What Types of Agents Do Cleaners Use that May be Involved with Industrial Asthma? 

“Cleaners are frequently exposed to a range of agents including chlorine/bleach, ammonia, ethanolamines, chloramine‐T, aldehydes, and quaternary ammonium compounds (QACs),7 which may contribute to both new‐onset asthma through sensitization (in a minority) or irritation, and exacerbation of pre‐existing asthma.8 Importantly, as many people worldwide, other than cleaners, are exposed to cleaning products, asthma due to, or exacerbated by cleaning products is a considerable public health concern.”  Respiratory health in professional cleaners: Symptoms, lung function, and risk factors,

Is There Any Caselaw Concerning Cleaners and Asthma? 

In LAUSD vs. WCAB (2007) 72 C.C.C. 1719 (writ denied), a Health Care Assistant was found to have sustained an injury to her lungs and in the form of asthma when Applicant was exposed to toxic fumes during daily cleaning duties from chlorine gas that evaporated from hypochlorite found in the cleanser, “Dispatch.”

Is there anything Important that an Injured Worker can do if They believe that They have Industrial Asthma?

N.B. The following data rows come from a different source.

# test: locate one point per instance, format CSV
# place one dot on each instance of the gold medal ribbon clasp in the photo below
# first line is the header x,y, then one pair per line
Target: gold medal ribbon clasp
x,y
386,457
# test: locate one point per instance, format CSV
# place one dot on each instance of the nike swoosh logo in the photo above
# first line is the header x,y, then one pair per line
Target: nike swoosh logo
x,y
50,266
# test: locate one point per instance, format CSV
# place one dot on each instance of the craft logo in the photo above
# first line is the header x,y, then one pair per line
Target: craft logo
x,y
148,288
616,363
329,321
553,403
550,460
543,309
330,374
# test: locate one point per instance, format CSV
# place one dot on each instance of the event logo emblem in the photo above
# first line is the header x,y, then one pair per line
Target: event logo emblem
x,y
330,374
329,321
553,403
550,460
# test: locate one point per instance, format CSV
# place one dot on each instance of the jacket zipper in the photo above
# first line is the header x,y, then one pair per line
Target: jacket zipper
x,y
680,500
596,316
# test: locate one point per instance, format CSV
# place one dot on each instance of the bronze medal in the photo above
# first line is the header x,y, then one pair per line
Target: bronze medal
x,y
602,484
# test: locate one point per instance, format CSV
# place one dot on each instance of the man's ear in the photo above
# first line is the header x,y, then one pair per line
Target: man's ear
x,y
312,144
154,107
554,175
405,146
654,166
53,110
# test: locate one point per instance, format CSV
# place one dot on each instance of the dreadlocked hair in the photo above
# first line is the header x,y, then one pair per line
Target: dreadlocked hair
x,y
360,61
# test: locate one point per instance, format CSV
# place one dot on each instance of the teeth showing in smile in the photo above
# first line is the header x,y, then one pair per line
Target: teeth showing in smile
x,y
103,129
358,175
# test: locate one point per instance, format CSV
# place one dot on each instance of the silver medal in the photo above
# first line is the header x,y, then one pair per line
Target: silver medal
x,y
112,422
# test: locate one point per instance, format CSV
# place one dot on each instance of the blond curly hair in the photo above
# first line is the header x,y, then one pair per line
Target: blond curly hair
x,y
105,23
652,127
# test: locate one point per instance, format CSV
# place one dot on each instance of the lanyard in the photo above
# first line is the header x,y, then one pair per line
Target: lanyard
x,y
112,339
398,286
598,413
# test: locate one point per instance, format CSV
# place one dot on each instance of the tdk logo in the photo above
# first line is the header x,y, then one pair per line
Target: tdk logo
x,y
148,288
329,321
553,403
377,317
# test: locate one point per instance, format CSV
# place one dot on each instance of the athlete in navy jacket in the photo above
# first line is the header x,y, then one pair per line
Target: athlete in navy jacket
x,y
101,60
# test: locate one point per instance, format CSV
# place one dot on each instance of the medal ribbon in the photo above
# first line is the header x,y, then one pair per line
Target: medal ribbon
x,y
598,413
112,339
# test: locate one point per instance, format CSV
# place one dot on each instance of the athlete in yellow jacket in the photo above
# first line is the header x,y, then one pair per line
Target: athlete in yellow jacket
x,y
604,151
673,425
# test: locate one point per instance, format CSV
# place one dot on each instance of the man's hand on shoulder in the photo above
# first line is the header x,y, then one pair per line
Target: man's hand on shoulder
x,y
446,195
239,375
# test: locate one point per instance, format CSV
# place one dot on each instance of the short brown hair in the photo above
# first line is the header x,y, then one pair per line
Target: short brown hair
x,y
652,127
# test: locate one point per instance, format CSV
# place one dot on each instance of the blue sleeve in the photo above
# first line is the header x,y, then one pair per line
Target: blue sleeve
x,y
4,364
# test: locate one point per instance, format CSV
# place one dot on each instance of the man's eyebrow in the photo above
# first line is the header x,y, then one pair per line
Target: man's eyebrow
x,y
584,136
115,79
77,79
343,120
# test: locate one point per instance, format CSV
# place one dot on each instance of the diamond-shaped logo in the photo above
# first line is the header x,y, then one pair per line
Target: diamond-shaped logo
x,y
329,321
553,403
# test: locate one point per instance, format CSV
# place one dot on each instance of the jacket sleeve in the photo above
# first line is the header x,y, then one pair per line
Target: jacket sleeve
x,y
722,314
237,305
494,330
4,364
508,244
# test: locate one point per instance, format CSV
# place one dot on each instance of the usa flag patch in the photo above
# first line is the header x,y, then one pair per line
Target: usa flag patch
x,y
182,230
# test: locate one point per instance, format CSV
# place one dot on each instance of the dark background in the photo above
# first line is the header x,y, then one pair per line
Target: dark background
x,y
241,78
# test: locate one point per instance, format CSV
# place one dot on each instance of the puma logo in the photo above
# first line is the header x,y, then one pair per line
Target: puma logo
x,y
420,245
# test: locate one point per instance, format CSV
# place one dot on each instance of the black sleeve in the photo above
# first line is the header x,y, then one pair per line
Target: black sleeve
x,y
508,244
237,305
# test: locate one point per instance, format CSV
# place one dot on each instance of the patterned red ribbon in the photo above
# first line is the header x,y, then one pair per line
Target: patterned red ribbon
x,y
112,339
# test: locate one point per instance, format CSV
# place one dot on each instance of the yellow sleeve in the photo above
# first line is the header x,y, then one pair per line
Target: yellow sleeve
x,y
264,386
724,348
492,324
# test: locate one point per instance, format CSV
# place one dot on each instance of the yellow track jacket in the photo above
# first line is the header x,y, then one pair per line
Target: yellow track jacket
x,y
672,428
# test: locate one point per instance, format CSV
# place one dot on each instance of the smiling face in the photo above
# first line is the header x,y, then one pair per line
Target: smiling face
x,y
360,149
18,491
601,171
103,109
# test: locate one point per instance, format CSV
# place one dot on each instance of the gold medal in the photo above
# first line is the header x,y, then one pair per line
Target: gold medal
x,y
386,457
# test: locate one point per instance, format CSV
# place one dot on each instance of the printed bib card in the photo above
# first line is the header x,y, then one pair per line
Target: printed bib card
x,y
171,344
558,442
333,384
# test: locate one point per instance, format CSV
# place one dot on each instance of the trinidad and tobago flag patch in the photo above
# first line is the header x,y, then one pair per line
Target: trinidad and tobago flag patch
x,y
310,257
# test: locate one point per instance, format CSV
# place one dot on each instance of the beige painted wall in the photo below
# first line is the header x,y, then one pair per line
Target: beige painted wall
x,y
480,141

There are three things that are recommended.   First, the Injured Worker should seek medical attention to diagnose and treat their condition.   Second, the Injured Worker should documents the chemicals and cleaning material that they use on the job.   Third, the Injured Worker should seek a consultation whether an industrial injury claim should be pursued.

What If I Need Advice?

If you would like a free consultation regarding workers’ compensation, please contact the Law Offices of Edward J. Singer, a Professional Law Corporation. We have been helping people in Central and Southern California deal with their workers’ compensation cases for 27 years. Contact us today for more information.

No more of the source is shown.